We are using Okapi Tikal tool for extraction of text from HTML files, also we are restoring HTML after translation by Tikal as well. So source for translation have tags and we have strange translation of these lines. Just a few examples:
SENT 1069: <g id="1"> Winaray </g>
PRED 1069: would the Commission be forced to insist on the situation in Western Germany ?
PRED SCORE: -43.64
SENT 1071: <g id="1"> ייִדיש </g>
PRED 1071: would the Commission be forced to insist on the situation in Western Germany ?
PRED SCORE: -43.64
SENT 1073: <g id="1"> Yorùbá </g>
PRED 1073: would the Commission be forced to insist on the situation in Western Germany ?
PRED SCORE: -43.64
Any thoughts how we can fix it? We have same results with -replace_unk and without it.

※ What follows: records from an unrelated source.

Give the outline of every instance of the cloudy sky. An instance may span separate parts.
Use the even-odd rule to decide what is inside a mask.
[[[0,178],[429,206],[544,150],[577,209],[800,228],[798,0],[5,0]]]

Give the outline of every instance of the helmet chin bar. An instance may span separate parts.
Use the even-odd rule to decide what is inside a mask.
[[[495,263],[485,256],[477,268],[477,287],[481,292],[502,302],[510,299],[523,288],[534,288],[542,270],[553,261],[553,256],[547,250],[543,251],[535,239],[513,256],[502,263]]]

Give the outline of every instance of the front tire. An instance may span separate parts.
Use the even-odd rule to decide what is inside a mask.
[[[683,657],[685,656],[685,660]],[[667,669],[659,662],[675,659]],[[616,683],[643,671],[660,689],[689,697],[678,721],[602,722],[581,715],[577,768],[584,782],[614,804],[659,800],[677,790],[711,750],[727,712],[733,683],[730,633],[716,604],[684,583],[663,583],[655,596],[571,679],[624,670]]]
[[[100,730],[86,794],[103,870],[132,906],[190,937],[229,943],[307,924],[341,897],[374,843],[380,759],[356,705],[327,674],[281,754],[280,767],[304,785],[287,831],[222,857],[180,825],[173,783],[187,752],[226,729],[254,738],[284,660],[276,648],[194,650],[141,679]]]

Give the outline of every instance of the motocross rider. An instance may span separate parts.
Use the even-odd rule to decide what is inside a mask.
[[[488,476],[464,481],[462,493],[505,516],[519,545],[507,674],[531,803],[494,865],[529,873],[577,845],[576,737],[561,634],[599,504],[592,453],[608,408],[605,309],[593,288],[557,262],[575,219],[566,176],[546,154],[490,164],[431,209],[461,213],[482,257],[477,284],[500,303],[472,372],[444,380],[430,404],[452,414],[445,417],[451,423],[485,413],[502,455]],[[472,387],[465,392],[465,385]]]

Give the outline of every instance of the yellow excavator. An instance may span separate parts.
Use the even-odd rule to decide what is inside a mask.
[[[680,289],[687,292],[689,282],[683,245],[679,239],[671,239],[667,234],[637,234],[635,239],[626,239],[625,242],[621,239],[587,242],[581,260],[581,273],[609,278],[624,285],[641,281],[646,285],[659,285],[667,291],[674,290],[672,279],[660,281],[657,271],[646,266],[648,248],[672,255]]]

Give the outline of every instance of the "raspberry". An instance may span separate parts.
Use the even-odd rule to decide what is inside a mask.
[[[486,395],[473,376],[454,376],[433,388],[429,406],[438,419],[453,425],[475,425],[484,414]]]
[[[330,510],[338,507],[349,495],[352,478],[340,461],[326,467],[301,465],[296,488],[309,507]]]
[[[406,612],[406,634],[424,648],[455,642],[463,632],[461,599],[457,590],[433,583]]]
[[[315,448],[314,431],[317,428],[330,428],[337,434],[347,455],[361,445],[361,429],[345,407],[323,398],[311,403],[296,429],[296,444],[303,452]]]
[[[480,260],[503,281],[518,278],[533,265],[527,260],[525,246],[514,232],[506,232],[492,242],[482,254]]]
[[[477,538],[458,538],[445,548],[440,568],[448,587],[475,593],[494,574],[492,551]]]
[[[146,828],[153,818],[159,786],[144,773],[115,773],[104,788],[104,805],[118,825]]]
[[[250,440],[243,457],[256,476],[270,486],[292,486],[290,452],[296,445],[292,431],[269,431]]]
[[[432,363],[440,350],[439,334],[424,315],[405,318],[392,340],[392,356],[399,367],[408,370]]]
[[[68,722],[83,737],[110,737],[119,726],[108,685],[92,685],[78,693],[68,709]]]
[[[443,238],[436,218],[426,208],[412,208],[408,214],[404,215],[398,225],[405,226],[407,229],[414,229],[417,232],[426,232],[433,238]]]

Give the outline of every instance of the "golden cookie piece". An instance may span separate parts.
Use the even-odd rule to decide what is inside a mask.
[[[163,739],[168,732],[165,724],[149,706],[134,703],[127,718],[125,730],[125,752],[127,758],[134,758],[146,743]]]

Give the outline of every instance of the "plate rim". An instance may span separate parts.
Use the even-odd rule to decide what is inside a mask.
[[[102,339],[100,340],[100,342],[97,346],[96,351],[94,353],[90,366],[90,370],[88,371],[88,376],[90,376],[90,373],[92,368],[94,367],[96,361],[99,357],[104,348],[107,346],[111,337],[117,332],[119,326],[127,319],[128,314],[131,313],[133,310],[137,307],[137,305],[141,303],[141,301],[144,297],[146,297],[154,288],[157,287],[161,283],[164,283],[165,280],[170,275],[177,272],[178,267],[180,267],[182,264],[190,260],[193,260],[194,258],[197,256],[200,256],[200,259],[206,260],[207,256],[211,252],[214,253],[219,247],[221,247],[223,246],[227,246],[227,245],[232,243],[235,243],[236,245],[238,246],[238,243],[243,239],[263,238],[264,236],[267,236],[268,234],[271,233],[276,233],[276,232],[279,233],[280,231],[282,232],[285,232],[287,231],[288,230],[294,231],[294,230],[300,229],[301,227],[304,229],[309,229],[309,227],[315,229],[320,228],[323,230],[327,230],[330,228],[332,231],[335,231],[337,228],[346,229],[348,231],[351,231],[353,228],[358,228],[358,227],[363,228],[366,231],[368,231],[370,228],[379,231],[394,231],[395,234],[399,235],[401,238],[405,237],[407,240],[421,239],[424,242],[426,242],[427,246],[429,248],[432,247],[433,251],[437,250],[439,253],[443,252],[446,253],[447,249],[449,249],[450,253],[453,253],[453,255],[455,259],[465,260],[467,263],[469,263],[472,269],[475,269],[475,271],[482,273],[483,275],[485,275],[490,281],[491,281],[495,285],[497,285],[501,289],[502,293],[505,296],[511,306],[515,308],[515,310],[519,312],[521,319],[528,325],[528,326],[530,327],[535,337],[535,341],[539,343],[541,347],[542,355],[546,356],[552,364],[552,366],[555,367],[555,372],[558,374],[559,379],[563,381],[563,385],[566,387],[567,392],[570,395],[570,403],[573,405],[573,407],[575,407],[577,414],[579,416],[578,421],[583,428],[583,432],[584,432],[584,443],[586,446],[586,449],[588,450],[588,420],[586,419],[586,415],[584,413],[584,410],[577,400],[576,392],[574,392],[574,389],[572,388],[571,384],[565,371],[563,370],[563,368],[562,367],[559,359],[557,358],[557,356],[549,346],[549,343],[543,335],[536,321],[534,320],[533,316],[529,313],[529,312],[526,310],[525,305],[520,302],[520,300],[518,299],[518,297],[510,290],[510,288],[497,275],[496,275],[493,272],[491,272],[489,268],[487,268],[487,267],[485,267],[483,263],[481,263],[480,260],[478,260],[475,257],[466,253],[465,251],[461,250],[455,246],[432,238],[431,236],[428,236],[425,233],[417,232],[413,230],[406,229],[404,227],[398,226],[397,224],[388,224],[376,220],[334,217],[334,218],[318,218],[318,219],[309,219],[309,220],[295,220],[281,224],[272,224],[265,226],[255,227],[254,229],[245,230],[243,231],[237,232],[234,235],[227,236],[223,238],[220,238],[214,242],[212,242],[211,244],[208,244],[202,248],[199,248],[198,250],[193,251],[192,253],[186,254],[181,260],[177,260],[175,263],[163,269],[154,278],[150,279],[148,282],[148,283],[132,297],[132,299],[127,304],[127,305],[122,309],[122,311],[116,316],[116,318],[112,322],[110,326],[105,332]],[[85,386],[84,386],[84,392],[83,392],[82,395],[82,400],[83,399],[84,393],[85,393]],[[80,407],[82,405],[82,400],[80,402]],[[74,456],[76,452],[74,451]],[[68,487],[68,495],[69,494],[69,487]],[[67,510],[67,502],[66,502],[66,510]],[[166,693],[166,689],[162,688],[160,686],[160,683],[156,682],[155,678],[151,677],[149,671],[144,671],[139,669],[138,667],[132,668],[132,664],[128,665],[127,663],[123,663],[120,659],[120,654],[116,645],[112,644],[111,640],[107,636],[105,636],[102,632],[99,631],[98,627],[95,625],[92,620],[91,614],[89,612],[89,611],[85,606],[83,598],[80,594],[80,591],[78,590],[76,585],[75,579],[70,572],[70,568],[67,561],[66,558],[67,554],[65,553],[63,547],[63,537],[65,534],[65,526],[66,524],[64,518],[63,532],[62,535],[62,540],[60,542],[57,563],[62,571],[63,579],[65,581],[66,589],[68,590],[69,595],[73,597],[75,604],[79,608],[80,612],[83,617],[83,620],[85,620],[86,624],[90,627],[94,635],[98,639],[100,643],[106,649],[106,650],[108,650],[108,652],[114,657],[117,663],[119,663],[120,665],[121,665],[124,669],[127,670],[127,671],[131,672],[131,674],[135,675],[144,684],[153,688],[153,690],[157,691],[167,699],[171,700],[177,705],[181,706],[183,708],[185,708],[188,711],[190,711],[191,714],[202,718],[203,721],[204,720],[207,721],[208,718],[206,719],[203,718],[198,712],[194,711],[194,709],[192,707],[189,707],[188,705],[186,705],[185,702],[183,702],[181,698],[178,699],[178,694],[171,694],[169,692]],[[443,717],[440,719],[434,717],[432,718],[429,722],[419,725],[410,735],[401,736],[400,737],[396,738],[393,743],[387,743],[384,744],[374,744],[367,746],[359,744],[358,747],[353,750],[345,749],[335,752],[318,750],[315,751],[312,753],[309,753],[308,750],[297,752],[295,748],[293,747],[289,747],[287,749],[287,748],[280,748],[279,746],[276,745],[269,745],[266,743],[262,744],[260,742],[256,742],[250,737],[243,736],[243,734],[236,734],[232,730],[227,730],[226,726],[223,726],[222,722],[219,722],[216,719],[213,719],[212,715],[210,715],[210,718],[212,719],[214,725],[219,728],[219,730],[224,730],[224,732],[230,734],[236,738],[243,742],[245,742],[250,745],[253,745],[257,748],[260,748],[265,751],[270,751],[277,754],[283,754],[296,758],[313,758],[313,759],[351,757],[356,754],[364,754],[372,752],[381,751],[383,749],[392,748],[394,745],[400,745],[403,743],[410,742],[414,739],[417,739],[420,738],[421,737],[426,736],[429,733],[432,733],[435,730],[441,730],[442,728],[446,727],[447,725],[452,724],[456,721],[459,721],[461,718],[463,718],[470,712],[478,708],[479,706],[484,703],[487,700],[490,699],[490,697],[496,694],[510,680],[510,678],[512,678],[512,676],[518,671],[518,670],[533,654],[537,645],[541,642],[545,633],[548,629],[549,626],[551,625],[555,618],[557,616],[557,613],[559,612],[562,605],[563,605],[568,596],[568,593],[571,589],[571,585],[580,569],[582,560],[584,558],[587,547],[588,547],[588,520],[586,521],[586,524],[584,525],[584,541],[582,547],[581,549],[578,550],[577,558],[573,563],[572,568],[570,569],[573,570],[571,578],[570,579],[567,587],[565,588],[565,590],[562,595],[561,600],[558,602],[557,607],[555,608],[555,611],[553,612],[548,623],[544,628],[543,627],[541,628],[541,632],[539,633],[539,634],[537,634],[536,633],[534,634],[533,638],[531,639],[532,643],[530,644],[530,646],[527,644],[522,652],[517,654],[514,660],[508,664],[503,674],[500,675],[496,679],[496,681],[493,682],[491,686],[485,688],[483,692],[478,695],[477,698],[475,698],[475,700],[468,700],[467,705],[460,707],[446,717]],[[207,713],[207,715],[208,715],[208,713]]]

I don’t know all placeholders so I can’t create specified model. Best case if model can return same non-translated word at same position. But as I know how network works - probably it’s not possible in direct way.
Now main questions - how to use Glossary with high priority than network translation and how to save non-translated words on their places without changes.
It all depends on the training data and what the model has learned.
Generally if a source word is out of vocabulary, it is likely that the network will translate it by an unknown word and then the -replace_unk feature might be able to copy it in the target. But remember that it is not doing a word by word translation so it might just drop it and the copy might also fail because the source word is unknown.
A more consistent approach is to apply the same logic as the named entities on the training data:
Personal thoughts: you could just build a radix tree with all the words you can translate and query it before each neural translation.